This study is conducted to evaluate the efficacy, safety, and tolerability of two doses of K0706 compared to placebo in subjects with early Parkinson's Disease who are not receiving dopaminergic therapy. K0706 works to suppress an enzyme called Abl tyrosine kinase, whose activity has been linked to several processes associated with Parkinson’s development, such as oxidative stress and alpha-synuclein-induced neurodegeneration.
This is a phase III randomized, active-controlled trial designed to assess the efficacy and safety of treatment with continuous subcutaneous ND0612 (a novel liquid formulation of levodopa/carbidopa) in comparison to oral immediate-release levodopa/carbidopa in patients with PD experiencing motor fluctuations.
This study is to evaluate the efficacy of ADX48621, dipraglurant, on levodopa-induced dyskinesias (LID). Dipraglurant is a new oral small molecule that inhibits the metabotropic glutamate receptor 5 (mGluR5), which has been shown to play a role in LID.
This study is to evaluate the efficacy of JM-010, a combination of two serotonin agonists, on levodopa-induced dyskinesias (LID). The serotoninergic system is thought to play a role in LIDs due to loss of the normal mechanisms in dopamine regulation
The purpose of the research is to determine the effects of a high-fiber nutritional supplement (HFS) on the bacteria, viruses, and fungi that live in different regions of the body in those with Parkinson's disease (PD). We will compare the bacteria, viruses, and fungi of those with PD to those without PD (healthy controls). We will also examine the effects of transplanting stool from humans into laboratory mice with or without Parkinson-like pathology to understand how the microbiome influences the brains of animals. We can use this information to get a better understanding of how changing the microbiome might help humans.

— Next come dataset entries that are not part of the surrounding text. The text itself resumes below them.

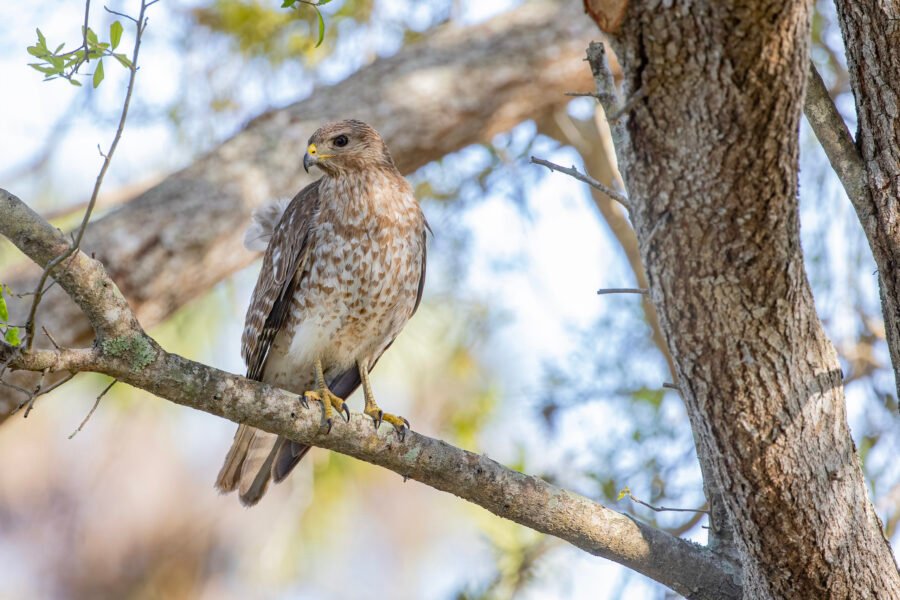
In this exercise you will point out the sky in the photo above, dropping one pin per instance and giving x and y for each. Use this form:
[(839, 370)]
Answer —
[(554, 231)]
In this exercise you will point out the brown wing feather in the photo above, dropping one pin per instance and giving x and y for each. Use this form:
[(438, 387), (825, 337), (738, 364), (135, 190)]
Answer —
[(249, 462), (270, 305)]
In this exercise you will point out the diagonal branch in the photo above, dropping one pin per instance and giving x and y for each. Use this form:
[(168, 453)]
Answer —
[(841, 150), (125, 352)]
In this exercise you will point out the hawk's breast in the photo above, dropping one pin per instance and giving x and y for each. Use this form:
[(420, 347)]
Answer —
[(359, 288)]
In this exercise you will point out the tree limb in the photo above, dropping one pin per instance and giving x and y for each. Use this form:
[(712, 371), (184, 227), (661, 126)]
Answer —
[(460, 86), (125, 352), (841, 150)]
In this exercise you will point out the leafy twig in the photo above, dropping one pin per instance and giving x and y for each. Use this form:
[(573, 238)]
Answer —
[(140, 27)]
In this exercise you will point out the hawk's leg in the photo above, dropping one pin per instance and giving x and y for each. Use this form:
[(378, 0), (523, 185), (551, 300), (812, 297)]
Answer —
[(326, 397), (401, 425)]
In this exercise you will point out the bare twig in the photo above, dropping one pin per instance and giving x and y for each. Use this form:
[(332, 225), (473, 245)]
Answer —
[(841, 150), (34, 394), (626, 108), (50, 337), (604, 291), (137, 360), (118, 14), (632, 497), (39, 291), (93, 408), (575, 173), (59, 383)]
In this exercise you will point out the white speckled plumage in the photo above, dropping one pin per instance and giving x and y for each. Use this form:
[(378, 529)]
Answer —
[(342, 274)]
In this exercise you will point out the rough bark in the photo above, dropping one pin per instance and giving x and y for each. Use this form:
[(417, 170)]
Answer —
[(710, 158), (458, 87), (122, 350), (871, 32)]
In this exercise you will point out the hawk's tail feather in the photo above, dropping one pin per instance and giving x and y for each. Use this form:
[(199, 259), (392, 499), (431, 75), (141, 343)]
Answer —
[(257, 469), (255, 458), (228, 478), (288, 456)]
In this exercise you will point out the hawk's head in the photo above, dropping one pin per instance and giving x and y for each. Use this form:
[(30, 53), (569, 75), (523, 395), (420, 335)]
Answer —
[(346, 146)]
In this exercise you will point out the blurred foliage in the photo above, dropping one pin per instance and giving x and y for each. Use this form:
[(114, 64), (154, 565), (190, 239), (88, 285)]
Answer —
[(600, 412)]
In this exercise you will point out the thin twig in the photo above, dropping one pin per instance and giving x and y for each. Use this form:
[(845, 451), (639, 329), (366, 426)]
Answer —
[(62, 381), (39, 290), (626, 108), (93, 408), (663, 508), (87, 14), (604, 291), (13, 386), (34, 395), (50, 337), (118, 14), (575, 173), (839, 146)]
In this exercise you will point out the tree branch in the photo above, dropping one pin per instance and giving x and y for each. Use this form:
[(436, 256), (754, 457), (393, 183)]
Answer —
[(841, 150), (584, 178), (125, 352), (459, 86)]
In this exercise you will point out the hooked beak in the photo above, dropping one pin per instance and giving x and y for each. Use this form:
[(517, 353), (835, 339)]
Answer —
[(310, 158), (313, 158)]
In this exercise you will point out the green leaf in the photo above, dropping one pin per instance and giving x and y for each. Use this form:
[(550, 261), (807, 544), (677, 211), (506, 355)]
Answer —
[(115, 33), (98, 74), (321, 26), (43, 69), (12, 336), (123, 60)]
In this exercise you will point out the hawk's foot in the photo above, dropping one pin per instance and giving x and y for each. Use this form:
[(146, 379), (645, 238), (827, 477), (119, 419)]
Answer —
[(401, 425), (330, 403)]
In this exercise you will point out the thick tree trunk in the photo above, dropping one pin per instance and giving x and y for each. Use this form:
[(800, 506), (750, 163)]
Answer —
[(872, 37), (459, 87), (711, 160)]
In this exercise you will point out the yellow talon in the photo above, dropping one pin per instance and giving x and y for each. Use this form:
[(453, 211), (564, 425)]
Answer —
[(401, 425), (328, 399)]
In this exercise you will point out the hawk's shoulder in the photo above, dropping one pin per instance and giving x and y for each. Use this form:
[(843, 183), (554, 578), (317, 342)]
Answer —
[(270, 305)]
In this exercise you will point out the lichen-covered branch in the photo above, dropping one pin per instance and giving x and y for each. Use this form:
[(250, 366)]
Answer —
[(124, 351), (841, 150), (459, 86)]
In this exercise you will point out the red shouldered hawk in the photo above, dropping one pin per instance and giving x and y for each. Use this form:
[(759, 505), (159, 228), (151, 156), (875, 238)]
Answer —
[(342, 274)]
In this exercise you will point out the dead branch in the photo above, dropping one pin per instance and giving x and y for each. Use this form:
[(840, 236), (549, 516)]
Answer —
[(125, 352)]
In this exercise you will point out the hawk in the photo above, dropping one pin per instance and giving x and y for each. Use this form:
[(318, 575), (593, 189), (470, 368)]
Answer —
[(343, 272)]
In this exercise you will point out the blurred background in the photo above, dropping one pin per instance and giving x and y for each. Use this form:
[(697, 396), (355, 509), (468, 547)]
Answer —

This study will examine the relationship between glucocerebrosidase (GBA) gene mutations and subthalamic nucleus (STN) DBS and its impact on cognition. Studies suggest that PD patients with mutations in the GBA gene are at higher risk for cognitive impairment and ~10-17% of patients who undergo DBS carry the GBA mutation. There may be an interaction between STN-DBS and GBA resulting in worsened cognitive function. This project aims to 1) determine the relationship between GBA mutation status and post-op STN-DBS function, 2) broaden genotype-phenotype relationships of GBA mutation carriers and 3) provide data on longitudinal cognitive effects of DBS in GBA mutation carriers.
Observational study looking at patients with motor fluctuations and evaluating their quality of life. PROSPECT seeks to address this important evidence gap and describe the long-term clinical outcomes and disease burden of advancing Parkinson’s disease in patients with motor fluctuations inadequately controlled by their current PD medications.